Dead whales continue to wash ashore in Northern California, but a scientist said it's likely nothing to worry about.
According to NBC Bay Area
, roughly a dozen dead whales have been reported since April along the shores between Santa Cruz and Mendocino County. The most recent include a juvenile gray whale found Sunday in Sonoma County, and another that ran aground in Point Reyes National Seashore beach on Tuesday.
On Wednesday, scientists noted that while the number is unusually high, the phenomenon is likely caused by an increase in whale populations — not an uptick in the death rate itself.
"Ordinarily these deaths would occur at sea and we would probably be none the wiser, we simply have an abundance of whales right now for all species," said Mary Jane Schramm, a spokeswoman for the Gulf of the Farallones National Marine Sanctuary.

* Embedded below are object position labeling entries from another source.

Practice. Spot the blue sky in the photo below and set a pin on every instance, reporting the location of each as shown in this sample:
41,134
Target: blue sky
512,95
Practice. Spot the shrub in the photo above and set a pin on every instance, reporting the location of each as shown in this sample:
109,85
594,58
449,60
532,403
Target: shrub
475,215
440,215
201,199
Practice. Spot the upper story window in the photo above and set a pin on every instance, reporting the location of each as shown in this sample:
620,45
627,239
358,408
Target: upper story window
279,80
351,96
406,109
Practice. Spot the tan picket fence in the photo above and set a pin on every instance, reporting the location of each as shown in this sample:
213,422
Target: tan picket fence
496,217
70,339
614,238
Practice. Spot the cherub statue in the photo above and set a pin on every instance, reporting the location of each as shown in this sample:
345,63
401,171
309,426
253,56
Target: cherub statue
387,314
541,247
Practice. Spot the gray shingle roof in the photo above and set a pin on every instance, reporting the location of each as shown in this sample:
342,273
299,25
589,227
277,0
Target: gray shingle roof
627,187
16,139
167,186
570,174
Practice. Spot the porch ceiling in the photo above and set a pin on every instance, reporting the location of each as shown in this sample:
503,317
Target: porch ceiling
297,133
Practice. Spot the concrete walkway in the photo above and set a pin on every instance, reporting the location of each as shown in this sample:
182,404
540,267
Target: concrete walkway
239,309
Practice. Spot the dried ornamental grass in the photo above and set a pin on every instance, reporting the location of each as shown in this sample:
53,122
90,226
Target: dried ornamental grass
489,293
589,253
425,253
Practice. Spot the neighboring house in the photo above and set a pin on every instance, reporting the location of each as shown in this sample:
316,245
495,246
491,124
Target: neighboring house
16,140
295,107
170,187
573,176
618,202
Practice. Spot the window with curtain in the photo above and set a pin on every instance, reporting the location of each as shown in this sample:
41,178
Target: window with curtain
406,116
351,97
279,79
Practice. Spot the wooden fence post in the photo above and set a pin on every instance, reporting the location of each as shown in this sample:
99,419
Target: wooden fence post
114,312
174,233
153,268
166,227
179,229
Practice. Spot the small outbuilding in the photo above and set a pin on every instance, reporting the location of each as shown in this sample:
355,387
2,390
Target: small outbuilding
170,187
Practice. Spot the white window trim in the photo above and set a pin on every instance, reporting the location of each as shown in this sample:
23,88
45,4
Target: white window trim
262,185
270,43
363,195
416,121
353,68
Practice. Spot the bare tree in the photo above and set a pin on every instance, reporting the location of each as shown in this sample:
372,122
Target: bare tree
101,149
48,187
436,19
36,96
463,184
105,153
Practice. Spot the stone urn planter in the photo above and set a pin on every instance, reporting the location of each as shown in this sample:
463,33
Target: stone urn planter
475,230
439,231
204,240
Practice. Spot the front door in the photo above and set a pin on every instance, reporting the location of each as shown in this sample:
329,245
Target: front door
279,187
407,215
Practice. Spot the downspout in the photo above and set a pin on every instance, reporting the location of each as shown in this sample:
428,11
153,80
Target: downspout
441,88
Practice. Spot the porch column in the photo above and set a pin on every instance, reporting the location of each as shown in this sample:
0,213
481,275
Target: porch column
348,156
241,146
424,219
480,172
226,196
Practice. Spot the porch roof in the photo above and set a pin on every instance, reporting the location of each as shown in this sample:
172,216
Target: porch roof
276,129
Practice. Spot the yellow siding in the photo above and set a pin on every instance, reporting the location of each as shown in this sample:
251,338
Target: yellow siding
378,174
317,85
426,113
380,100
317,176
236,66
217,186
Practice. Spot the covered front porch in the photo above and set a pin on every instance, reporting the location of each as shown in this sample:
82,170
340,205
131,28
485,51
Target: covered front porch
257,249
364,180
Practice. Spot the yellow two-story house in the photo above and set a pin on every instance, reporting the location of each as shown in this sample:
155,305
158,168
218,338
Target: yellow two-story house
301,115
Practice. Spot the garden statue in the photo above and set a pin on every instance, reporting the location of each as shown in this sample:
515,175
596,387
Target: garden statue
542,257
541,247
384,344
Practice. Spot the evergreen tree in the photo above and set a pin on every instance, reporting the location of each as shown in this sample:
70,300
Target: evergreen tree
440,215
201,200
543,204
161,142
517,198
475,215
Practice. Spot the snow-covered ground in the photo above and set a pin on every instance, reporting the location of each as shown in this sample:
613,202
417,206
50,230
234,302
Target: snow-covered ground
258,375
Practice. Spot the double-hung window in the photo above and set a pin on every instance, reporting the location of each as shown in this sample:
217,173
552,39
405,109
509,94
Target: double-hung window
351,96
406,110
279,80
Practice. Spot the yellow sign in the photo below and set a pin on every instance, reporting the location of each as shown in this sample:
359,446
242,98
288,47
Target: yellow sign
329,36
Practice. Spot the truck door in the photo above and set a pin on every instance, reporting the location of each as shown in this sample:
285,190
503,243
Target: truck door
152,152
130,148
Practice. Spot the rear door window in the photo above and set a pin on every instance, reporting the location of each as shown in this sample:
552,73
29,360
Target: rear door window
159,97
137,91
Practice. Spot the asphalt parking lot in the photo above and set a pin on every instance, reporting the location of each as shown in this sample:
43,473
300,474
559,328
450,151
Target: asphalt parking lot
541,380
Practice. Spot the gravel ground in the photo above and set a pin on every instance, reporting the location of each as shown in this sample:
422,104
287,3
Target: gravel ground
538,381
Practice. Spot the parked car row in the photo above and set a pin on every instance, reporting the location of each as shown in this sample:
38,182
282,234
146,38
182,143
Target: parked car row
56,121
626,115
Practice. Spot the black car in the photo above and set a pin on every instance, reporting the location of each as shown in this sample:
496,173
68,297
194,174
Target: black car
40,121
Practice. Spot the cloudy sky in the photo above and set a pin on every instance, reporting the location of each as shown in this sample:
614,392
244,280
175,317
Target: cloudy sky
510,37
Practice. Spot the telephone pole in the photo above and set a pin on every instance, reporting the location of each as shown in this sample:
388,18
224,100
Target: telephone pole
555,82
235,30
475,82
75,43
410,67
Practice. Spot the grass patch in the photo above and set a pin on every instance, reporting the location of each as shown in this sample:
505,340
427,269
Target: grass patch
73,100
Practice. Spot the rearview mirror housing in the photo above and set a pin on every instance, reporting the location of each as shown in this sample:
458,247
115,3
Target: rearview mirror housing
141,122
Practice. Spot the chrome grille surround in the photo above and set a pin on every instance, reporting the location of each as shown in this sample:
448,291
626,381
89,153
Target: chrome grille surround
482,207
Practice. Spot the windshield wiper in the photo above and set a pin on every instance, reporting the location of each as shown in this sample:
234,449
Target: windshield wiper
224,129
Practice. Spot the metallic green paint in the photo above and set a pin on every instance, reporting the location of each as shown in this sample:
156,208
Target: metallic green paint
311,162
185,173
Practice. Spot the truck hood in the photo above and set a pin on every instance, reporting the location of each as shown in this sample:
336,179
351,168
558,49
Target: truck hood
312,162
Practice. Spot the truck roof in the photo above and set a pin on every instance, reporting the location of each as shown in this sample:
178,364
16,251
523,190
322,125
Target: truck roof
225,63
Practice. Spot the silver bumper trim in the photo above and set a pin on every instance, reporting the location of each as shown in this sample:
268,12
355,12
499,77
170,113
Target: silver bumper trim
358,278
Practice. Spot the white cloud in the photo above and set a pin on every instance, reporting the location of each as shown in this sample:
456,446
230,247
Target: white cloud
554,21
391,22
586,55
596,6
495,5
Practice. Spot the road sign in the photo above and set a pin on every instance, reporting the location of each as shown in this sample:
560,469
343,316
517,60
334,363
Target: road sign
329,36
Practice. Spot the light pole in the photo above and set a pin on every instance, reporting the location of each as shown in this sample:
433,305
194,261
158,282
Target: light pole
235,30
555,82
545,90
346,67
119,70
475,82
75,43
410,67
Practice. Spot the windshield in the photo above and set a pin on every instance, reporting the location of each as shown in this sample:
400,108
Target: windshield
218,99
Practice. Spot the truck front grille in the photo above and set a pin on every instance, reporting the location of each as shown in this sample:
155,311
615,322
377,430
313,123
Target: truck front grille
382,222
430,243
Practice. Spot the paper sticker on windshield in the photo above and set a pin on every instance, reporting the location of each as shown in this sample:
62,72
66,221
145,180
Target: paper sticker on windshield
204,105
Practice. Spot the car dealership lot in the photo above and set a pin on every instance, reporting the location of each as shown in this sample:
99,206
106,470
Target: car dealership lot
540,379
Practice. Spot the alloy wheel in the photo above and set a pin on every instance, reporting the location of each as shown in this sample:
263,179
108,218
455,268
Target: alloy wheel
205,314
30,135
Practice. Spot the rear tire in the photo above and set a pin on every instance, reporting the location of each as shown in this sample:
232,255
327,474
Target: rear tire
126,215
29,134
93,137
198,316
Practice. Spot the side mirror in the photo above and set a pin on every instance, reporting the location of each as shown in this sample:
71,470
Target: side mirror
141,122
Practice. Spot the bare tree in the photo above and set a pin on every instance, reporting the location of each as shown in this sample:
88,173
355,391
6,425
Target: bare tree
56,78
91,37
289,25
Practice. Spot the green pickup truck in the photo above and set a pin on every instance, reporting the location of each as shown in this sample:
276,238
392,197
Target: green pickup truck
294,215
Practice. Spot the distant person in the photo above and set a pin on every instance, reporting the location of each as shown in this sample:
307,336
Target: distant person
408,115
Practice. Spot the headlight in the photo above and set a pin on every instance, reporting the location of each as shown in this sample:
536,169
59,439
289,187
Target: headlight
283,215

"One of the reasons we are seeing such a cluster at one time is we have very strong winds that have been blowing consistently that are washing things onto shore," she added.
Point Reyes park spokesman John Dell'Osso said that biologists have taken samples from the most recent whale and sent them to the California Academy of Sciences for examination. There, any threats to the whale population deemed out of the ordinary can likely be determined. Under consideration will be environmental changes, food distribution, shipping, and predator behavior, The Associated Press reported
Of the most recent gray whale to wash ashore, Schramm said the condition of the carcass suggested "it could be a killer whale attack" that caused the death.